The original nucleus of the future Eat Static was a band called Wooden Baby, formed in 1987 by Merv Pepler, then drummer with Ozric Tentacles along with friend Charlie Daniel. Members came and went, with Joie Hinton, Ozric’s keyboard player, joining in 1988. Steve Everitt joined in 1989 and Wooden Baby mutated into Eat Static with the line up settled as a three-piece of Pepler, Hinton and Everitt. One of the principle aims of the band was to play live, something that very few electronic artists at the time were willing or even able to do and over the following 3 years the band developed a spectacular, truly live midi-based show that played at many raves and club nights around the UK.
Live shows were interspersed with periods of frenetic recording at Steve’s ‘Om Box’ studio and the band released 3 EP’s ‘Monkey Man’, ‘Inanna’ and ‘Almost Human’ as well as a cassette album ‘Prepare Your Spirit’ on their own Alien Records label. The band appeared regularly at Club Dog in London over these years and as a result, when Planet Dog Records was formed in 1993 to offer an outlet for recordings by some of the artists playing at Club Dog, Eat Static seemed the obvious first signing. The time seemed right for an immediate full scale album release by the band and consequently Abduction was released in the summer of 1993. The album proved to be an immediate hit within the mushrooming electronic music scene, sealing the band’s reputation for well produced, lush and often timeless, ambient dub, trance, techno (and later) drum and bass and hip hop based tunes.
The huge success of Abduction encouraged a follow-up release of more new material on the Lost in Time EP also released in 1993. A copy of this EP found it’s way to one of the UK’s top DJ’s at the time, Sasha who was so taken by the track Gulf Breeze that he offered to record 2 remixes just for the fun of it, as long as Planet Dog released them! (as the limited edition Sasha Remixes EP) The year rounded off nicely with the band being voted Best Dance Act in the NME annual reader’s poll.

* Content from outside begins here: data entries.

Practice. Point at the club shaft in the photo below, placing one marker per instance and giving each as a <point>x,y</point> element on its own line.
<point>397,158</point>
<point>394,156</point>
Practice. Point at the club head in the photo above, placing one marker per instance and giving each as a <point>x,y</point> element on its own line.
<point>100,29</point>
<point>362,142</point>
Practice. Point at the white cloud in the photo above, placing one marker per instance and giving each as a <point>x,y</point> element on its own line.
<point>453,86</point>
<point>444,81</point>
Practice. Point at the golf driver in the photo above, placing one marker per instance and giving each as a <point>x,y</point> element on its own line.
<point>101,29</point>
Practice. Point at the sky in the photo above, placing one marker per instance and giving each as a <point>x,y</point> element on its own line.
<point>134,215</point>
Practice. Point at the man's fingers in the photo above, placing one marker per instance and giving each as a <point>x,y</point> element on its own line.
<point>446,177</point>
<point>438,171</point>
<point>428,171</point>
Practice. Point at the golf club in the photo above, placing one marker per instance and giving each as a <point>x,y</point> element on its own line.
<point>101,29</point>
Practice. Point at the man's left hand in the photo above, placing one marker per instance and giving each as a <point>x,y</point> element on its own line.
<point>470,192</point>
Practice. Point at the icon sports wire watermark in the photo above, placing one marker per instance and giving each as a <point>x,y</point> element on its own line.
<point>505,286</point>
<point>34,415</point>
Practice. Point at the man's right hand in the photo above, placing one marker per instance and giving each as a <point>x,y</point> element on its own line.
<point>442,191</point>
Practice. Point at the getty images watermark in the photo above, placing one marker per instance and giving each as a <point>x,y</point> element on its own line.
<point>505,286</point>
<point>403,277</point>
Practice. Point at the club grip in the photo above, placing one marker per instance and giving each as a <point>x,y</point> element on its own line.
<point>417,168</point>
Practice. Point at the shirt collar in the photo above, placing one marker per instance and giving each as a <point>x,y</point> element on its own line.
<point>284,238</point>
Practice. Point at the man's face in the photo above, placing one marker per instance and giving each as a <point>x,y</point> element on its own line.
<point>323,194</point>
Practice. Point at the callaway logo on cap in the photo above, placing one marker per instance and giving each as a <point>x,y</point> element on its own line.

1994 saw Eat Static entering a long period of almost full time recording and performing. The tracks kept coming and the live shows got more and more spectacular as the band played bigger and bigger events. Their second album, Implant was released to great acclaim and was swiftly followed in the same year by a video album featuring tracks from Abduction along with some new material.The band spent much of 1995 and 1996 on tour, often with Megadog or other Planet Dog label-mates but still managed to produce the excellent Epsylon and Bony Incus EP’s as well as writing the material for the Hybrid EP’s which were released early in 1997.
By 1997, Eat Static had evolved into a 2-piece, (Steve Everitt having slowly and amicably departed to pursue a career writing library music) renowned for it’s awesome live shows and diverse musical styles. This diversity was well represented on their 3rd album Science of the Gods, whose release, in conjunction with the Interceptor (and later, Contact) EP’s, came very close to propelling the band into the UK top 40 singles chart! Top of the Pops even phoned up to sound out the band for an appearance on the next week’s show! Sadly, Eat Static ended up at no.41, denying the band a new career appearing on kid’s TV shows, pop spectaculars and in the tabloid press, but with their reputations and credibility intact!
1998 saw the release of the band’s 4th album B-World recorded live at various gigs over the previous year and intended as a final nod to the techno-influenced style of live sound that the band were now moving away from.
In 1998 the band departed from Planet Dog Records to pursue new musical pastures via their own label Mesmobeat, on which they have continued to release albums to the present day.